Oleh : Annisa A
Kasus pelajar SMP yang terjerat pinjaman online (pinjol) dan judi online (judol) kembali marak dan menimbulkan keprihatinan serius. Wakil Ketua Komisi X DPR RI, My Esti Wijayanti, menilai bahwa kasus ini merupakan cerminan dari kesalahan dalam sistem pendidikan saat ini. Salah satu contoh kasus terjadi pada seorang siswa SMP di Kulon Progo, DIY, yang diketahui terjerat judol dan pinjol hingga bolos sekolah selama satu bulan.
Fakta ini menunjukkan bahwa judi online kini telah menjangkau ruang yang sangat dekat dengan pelajar. Konten judi online bahkan merambah situs-situs pendidikan dan permainan digital, sehingga siswa berada dalam posisi sangat rentan terhadap paparan. Ketika mereka kehabisan uang akibat kalah bermain judol, pelajar mudah terdorong untuk mencari pinjaman dari platform pinjol yang menawarkan akses cepat dan syarat yang longgar. Fenomena ini kemudian membentuk lingkaran masalah yang semakin sulit diputus.
Situasi ini menunjukkan adanya kelemahan dalam pengawasan orang tua, sekolah, serta lemahnya campur tangan negara dalam memberantas situs-situs judi online. Sejauh ini, pendidikan karakter dan literasi digital yang diterapkan belum mampu menyelesaikan persoalan ini secara menyeluruh. Hal ini karena akar masalahnya tidak hanya berkaitan dengan pengetahuan, tetapi juga pola pikir yang terbentuk dalam lingkungan kapitalistik saat ini.
Dalam sistem kapitalisme, keberhasilan sering diukur melalui materi, sehingga muncul cara berpikir instan seperti ingin cepat kaya tanpa kerja keras. Ditambah dengan kemudahan akses dan modal kecil, remaja dengan cepat terjebak pada praktik tidak bermoral tersebut. Di sisi lain, negara dalam sistem kapitalisme berperan lebih sebagai regulator, bukan sebagai pelindung yang bagi rakyat, termasuk bagi generasi muda.
Oleh karena itu, solusi tidak cukup hanya menambah edukasi karakter seperti pada saat ini.
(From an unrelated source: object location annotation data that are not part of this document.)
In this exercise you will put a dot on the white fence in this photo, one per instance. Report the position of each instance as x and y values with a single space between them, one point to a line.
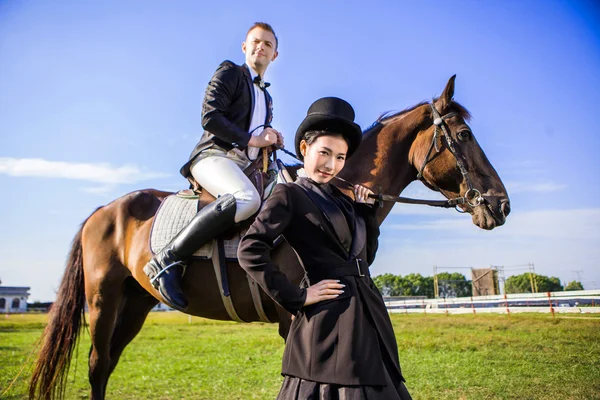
580 301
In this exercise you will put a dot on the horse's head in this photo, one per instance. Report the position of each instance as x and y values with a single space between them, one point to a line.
449 159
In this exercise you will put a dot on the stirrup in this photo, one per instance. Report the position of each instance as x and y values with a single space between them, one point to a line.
162 271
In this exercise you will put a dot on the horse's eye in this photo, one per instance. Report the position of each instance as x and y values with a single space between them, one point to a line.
463 136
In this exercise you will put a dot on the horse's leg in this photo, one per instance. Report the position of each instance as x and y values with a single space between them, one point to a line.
104 303
104 284
137 303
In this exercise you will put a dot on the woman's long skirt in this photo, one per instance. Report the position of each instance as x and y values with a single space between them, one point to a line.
300 389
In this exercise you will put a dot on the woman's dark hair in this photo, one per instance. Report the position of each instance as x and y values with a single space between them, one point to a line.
311 136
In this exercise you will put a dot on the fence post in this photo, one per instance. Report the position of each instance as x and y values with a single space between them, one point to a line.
445 306
550 301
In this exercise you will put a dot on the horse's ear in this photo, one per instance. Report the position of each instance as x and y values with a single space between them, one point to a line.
447 94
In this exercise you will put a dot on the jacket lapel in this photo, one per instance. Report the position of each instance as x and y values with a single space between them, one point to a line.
251 89
334 216
359 234
269 101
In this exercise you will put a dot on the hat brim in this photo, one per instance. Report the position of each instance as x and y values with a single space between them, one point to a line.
326 122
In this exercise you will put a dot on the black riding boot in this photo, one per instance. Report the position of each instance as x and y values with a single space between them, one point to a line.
167 267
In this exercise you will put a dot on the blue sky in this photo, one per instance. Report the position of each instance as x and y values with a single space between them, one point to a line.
101 98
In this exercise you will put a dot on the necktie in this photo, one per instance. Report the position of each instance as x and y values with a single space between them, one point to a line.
261 84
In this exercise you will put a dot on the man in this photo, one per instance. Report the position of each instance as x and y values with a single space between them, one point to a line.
236 117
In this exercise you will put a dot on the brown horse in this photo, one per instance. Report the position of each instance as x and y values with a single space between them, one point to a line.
111 248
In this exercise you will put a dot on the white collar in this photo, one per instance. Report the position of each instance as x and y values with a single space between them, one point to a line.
253 73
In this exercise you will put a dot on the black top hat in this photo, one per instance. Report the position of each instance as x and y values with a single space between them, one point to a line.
333 115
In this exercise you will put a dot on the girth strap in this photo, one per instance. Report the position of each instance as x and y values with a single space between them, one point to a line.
255 291
220 266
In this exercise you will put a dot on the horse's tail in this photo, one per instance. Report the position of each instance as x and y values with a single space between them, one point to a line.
61 333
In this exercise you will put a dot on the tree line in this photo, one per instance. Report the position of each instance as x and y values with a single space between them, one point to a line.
457 285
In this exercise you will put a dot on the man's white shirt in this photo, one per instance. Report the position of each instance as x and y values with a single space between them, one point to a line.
259 115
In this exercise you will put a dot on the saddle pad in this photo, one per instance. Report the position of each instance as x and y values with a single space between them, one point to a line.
174 214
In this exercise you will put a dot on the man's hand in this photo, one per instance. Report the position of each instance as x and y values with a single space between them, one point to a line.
326 289
361 194
267 137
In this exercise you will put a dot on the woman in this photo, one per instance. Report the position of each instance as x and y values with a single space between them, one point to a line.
341 343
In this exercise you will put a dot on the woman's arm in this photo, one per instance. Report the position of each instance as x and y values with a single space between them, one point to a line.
257 243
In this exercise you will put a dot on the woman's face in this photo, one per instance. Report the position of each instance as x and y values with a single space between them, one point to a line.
324 158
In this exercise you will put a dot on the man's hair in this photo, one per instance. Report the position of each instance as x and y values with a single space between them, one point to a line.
266 27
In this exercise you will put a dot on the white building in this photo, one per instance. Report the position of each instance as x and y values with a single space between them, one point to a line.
13 299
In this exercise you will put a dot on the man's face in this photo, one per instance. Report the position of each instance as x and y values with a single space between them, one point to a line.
259 48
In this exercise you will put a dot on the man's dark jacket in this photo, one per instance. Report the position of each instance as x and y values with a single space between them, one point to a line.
227 111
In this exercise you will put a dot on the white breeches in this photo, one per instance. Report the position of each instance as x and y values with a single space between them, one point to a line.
220 173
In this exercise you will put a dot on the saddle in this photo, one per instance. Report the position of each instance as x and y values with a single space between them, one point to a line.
176 211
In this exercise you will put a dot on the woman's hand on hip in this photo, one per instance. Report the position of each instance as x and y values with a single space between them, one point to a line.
361 194
326 289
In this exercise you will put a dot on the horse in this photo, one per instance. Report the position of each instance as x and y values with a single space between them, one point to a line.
108 253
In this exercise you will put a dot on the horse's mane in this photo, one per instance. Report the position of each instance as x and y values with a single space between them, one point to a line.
390 116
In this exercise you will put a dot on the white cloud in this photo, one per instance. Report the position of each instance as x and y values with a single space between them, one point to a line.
100 172
99 190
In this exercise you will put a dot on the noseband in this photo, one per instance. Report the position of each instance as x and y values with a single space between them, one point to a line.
472 196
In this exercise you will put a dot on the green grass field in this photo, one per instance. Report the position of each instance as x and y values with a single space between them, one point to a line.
443 357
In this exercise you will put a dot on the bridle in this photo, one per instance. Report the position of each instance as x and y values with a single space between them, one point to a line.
472 196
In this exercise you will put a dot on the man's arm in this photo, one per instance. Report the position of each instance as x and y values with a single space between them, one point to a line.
217 99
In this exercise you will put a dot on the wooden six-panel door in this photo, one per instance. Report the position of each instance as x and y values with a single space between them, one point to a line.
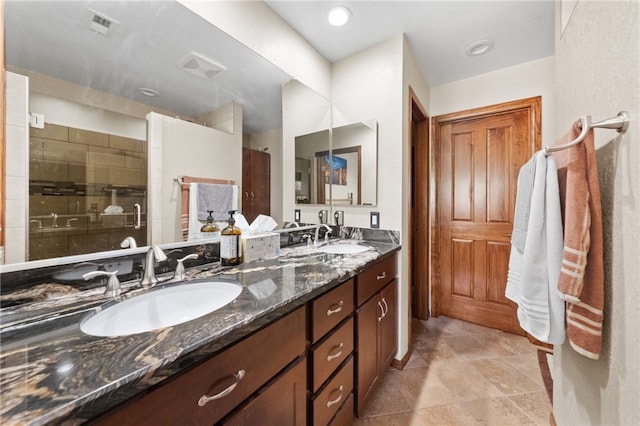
478 160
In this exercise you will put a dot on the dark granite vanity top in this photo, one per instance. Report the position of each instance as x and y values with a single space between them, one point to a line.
51 372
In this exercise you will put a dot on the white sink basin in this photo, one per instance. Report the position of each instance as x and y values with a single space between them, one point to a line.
344 248
161 308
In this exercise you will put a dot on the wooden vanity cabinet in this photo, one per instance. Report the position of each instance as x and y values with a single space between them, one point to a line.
376 326
230 378
282 402
331 357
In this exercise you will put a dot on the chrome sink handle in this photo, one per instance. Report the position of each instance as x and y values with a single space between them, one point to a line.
180 274
113 284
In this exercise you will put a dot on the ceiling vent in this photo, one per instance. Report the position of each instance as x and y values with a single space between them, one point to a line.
101 23
203 67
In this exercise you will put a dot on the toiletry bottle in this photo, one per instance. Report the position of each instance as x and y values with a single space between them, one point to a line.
209 230
230 249
93 212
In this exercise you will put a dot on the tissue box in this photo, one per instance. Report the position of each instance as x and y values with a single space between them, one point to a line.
259 247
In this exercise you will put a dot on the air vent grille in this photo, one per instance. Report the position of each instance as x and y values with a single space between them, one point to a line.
201 66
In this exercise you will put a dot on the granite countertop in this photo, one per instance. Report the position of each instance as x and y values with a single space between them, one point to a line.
52 373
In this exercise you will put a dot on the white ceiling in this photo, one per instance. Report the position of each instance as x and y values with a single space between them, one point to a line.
150 38
437 31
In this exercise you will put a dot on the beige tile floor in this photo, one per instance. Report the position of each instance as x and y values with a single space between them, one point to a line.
461 374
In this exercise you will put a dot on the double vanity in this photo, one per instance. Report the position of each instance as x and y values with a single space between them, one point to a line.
300 339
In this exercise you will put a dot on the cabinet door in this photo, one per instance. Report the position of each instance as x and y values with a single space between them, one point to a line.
282 403
388 334
367 318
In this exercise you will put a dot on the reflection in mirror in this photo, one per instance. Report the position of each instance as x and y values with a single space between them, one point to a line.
346 175
309 179
305 113
78 76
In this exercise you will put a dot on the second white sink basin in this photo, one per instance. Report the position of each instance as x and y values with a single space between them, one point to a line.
344 248
161 308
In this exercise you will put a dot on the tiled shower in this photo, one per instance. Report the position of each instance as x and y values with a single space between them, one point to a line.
74 176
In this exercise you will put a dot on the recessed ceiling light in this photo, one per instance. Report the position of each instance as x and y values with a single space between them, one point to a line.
148 92
339 15
479 47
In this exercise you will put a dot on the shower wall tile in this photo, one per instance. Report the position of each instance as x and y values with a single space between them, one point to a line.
65 151
51 131
87 137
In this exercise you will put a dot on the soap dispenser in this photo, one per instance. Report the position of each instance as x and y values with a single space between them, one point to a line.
209 230
230 248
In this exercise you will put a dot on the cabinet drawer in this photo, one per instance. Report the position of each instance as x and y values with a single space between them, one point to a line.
328 310
331 352
376 276
330 399
282 403
248 364
345 415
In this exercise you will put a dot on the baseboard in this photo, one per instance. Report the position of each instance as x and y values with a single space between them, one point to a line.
400 363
Melainkan perlu diberikan pemahaman yang jelas bahwa judi online dan pinjol adalah perbuatan yang haram, sehingga mereka memiliki landasan nilai yang kuat dalam bertindak. Hal ini dapat dicapai melalui sistem pendidikan Islam yang menjadikan akidah sebagai fondasi pembentukan pola pikir dan pola sikap peserta didik.
Dalam kerangka pendidikan Islam, pembentukan karakter tidak bersifat permukaan, tetapi mencakup penguatan kepribadian Islami yang menyeluruh. Sistem ini mampu membimbing pelajar agar memiliki keteguhan moral dalam menghadapi berbagai tantangan kehidupan, termasuk godaan digital seperti judol dan pinjol.
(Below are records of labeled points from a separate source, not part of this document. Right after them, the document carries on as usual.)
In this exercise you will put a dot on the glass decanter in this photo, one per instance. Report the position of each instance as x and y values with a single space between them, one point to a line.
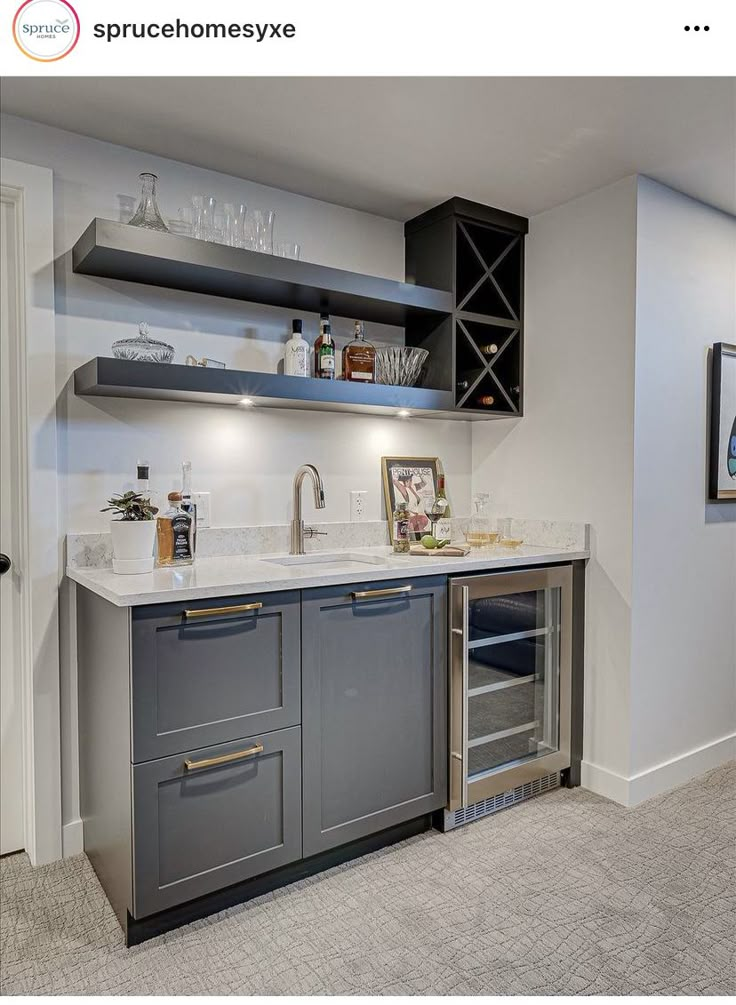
147 215
480 533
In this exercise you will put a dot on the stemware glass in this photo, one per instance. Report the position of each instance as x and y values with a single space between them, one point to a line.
288 249
147 215
234 224
262 220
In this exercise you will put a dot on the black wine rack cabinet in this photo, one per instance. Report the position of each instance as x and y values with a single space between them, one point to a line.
477 352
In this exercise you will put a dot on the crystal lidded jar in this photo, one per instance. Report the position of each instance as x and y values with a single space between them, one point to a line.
147 215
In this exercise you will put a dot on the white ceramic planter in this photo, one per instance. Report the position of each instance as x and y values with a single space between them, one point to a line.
133 544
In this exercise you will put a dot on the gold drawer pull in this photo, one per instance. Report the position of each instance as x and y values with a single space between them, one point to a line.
210 762
204 612
393 591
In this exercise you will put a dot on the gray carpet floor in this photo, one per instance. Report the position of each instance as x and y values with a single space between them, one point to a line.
568 893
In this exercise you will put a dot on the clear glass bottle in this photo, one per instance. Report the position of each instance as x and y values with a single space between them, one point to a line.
187 503
401 531
147 215
325 351
438 513
359 358
297 353
174 535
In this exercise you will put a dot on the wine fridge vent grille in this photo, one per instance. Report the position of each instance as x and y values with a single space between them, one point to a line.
501 802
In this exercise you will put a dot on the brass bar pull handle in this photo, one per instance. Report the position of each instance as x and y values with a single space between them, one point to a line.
204 612
211 762
393 591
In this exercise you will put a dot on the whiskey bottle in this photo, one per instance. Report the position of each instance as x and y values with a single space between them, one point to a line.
359 358
325 351
174 534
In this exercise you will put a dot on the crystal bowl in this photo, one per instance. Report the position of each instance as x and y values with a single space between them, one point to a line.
399 365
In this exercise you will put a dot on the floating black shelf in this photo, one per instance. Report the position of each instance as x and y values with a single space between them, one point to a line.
107 377
118 251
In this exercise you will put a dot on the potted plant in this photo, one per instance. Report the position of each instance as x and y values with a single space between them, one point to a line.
134 531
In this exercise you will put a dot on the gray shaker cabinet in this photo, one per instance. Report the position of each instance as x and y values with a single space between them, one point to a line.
212 817
373 708
208 671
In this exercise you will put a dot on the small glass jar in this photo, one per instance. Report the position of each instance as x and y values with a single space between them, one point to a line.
401 528
480 532
147 215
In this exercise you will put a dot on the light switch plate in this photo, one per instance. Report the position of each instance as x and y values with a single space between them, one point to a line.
357 506
202 503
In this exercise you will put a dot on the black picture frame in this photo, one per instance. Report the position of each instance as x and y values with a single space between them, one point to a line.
722 447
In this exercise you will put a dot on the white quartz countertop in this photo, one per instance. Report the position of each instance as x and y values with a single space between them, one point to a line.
246 574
Selain itu, negara memiliki kewajiban untuk menutup akses judi online secara total serta memberikan sanksi tegas kepada pelaku dan pengelolanya. Negara harus hadir sebagai pelindung generasi muda, bukan hanya sebagai regulator yang menetapkan aturan tanpa tindakan yang efektif.
Dengan demikian, kasus pelajar SMP yang terjerat pinjol dan judol seharusnya menjadi momentum untuk mengevaluasi kembali peran negara dan sistem pendidikan. Perlindungan terhadap generasi muda hanya dapat dilakukan melalui sistem yang komprehensif, yaitu sistem pendidikan Islam yang berlandaskan akidah serta negara yang berfungsi aktif menjaga moral dan keamanan masyarakat.